Tell us about the early design brief
The brief was to design an outstanding and distinctive parkland and create a memorable setting for the festival of the Games from one of the most contaminated sites in the capital.
From the outset, the vision was to create a sustainable legacy for London and the UK by designing a world-class landscape. It was to be a parkland with multiple aims: one that would excite and generate a sense of anticipation for the Games; act as a dramatic setting for the London 2012 venues; become a memorable place that would change perceptions of our country and encourage people to visit the UK; and be a sustainable landscape with an adaptable framework after the Games in legacy.
What inspired your design concept?
The North and South Parks were connected by over five kilometres of improved and widened riverbanks, which was key to the overall park design. The previously canalised River Lea was transformed into a three-dimensional mosaic of wetland, swales, wet woodland, dry woodland and meadow, together forming an absorbent flood-control measure.
Approximately 102 hectares of open space was also designed to reduce the risk of flooding in the river valley and enrich the biodiversity of the area. As a consequence, some 5,500 homes were removed from the ‘At Risk’ Register for potential flooding.
Did you know…
- There are over 150,000 wetland plants in the River Lea.

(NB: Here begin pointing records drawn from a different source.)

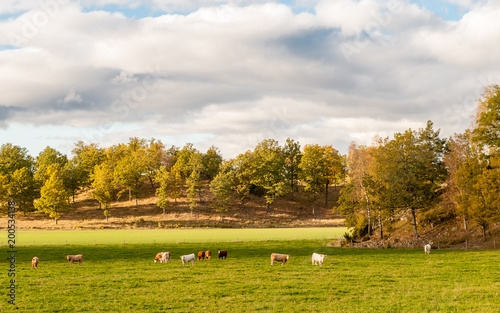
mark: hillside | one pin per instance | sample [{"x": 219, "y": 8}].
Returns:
[{"x": 285, "y": 212}]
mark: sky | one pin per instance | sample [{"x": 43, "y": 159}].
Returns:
[{"x": 231, "y": 73}]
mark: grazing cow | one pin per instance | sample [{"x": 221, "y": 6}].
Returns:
[
  {"x": 279, "y": 258},
  {"x": 159, "y": 256},
  {"x": 427, "y": 249},
  {"x": 222, "y": 254},
  {"x": 34, "y": 263},
  {"x": 75, "y": 258},
  {"x": 318, "y": 258},
  {"x": 187, "y": 258},
  {"x": 201, "y": 255},
  {"x": 165, "y": 258}
]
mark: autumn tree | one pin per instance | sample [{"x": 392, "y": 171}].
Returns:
[
  {"x": 292, "y": 156},
  {"x": 13, "y": 158},
  {"x": 170, "y": 186},
  {"x": 53, "y": 199},
  {"x": 412, "y": 169},
  {"x": 313, "y": 168},
  {"x": 212, "y": 162},
  {"x": 22, "y": 189},
  {"x": 268, "y": 167},
  {"x": 104, "y": 186},
  {"x": 220, "y": 187},
  {"x": 49, "y": 156},
  {"x": 85, "y": 158}
]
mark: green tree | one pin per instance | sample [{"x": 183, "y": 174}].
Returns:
[
  {"x": 44, "y": 160},
  {"x": 241, "y": 171},
  {"x": 22, "y": 189},
  {"x": 170, "y": 186},
  {"x": 220, "y": 187},
  {"x": 411, "y": 170},
  {"x": 487, "y": 123},
  {"x": 212, "y": 161},
  {"x": 292, "y": 156},
  {"x": 269, "y": 169},
  {"x": 104, "y": 186},
  {"x": 85, "y": 158},
  {"x": 13, "y": 158},
  {"x": 313, "y": 171},
  {"x": 53, "y": 199}
]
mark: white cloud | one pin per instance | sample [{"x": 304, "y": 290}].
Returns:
[{"x": 233, "y": 73}]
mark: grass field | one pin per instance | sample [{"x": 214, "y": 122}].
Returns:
[
  {"x": 121, "y": 278},
  {"x": 172, "y": 235}
]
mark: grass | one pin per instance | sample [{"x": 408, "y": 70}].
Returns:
[
  {"x": 118, "y": 278},
  {"x": 172, "y": 235}
]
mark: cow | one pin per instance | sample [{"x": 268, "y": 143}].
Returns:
[
  {"x": 75, "y": 258},
  {"x": 188, "y": 258},
  {"x": 163, "y": 257},
  {"x": 34, "y": 263},
  {"x": 427, "y": 249},
  {"x": 222, "y": 254},
  {"x": 279, "y": 257},
  {"x": 319, "y": 258},
  {"x": 201, "y": 255}
]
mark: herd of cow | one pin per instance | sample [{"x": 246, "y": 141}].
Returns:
[{"x": 164, "y": 257}]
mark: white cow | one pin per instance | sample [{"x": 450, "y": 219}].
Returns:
[
  {"x": 318, "y": 258},
  {"x": 187, "y": 258},
  {"x": 165, "y": 258},
  {"x": 427, "y": 249}
]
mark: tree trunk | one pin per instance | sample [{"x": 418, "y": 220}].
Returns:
[
  {"x": 414, "y": 222},
  {"x": 326, "y": 194},
  {"x": 380, "y": 225}
]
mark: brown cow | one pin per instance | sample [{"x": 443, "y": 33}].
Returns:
[
  {"x": 201, "y": 255},
  {"x": 222, "y": 254},
  {"x": 163, "y": 257},
  {"x": 279, "y": 258},
  {"x": 75, "y": 258},
  {"x": 34, "y": 263}
]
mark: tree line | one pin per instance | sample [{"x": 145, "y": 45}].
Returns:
[{"x": 415, "y": 175}]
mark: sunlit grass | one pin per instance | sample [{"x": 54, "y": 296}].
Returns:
[{"x": 122, "y": 278}]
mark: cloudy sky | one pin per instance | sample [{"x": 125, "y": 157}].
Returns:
[{"x": 231, "y": 73}]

- The Park features kingfisher walls, swift hotels and even a secret des-res otter holt!
What challenges did you face along the way?
It is the largest urban park development in the UK in the last 150 years. The main challenge was delivering the project on time for London 2012, which was fit for purpose, and in a way that maximised the delivery of a sustainable legacy within the available budget.
The heavily contaminated, derelict site needed a substantial cleansing and restorative programme before construction of the design could begin. Once construction was underway, 98 per cent of existing site material was recycled within the Park in order to minimise waste at every stage.
The procurement of trees and plants was also challenging – the landscape needed as much time as possible to mature ready for the start of the Games. The dramatic backdrop of unique wildflower meadows required extensive trials too, in order to produce special seed mixes which flowered on site, in time, and on a scale not seen before.
On the original site back in 2005 there were 45 hectares of designated wildlife habitat, and an equivalent area needed to be restored as part of the development. It was no mean feat for the ecologists we worked with to ensure that the ten different habitat types we created were capable of Grade 1 importance in London, including the UK’s largest wet woodland. Biodiversity action plans for 28 species were implemented, including reptiles, otters, kingfishers and bats.
What about specific design challenges?
The design and construction of the Olympic Park ensured that the Games were the most sustainable to date. Over 90% of demolition materials were recycled or re-used within the Park to minimise waste at every stage of the project.
Our design opened up and ‘softened’ the Channel Sea Gorge, by reducing culverts and canalisation, creating a green wetland bowl to reduce the risk of flooding in the river valley and also enrich the biodiversity of the area.
How did it feel to be involved in such an important British project?
It was an amazing opportunity to be able to work on Europe’s most significant landscape in 150 years. The project demonstrated that landscape architects in the central role as masterplanners could lead the process, and how green infrastructure in a world city like London could be the principal driver for place creation, value creation and meeting low carbon targets.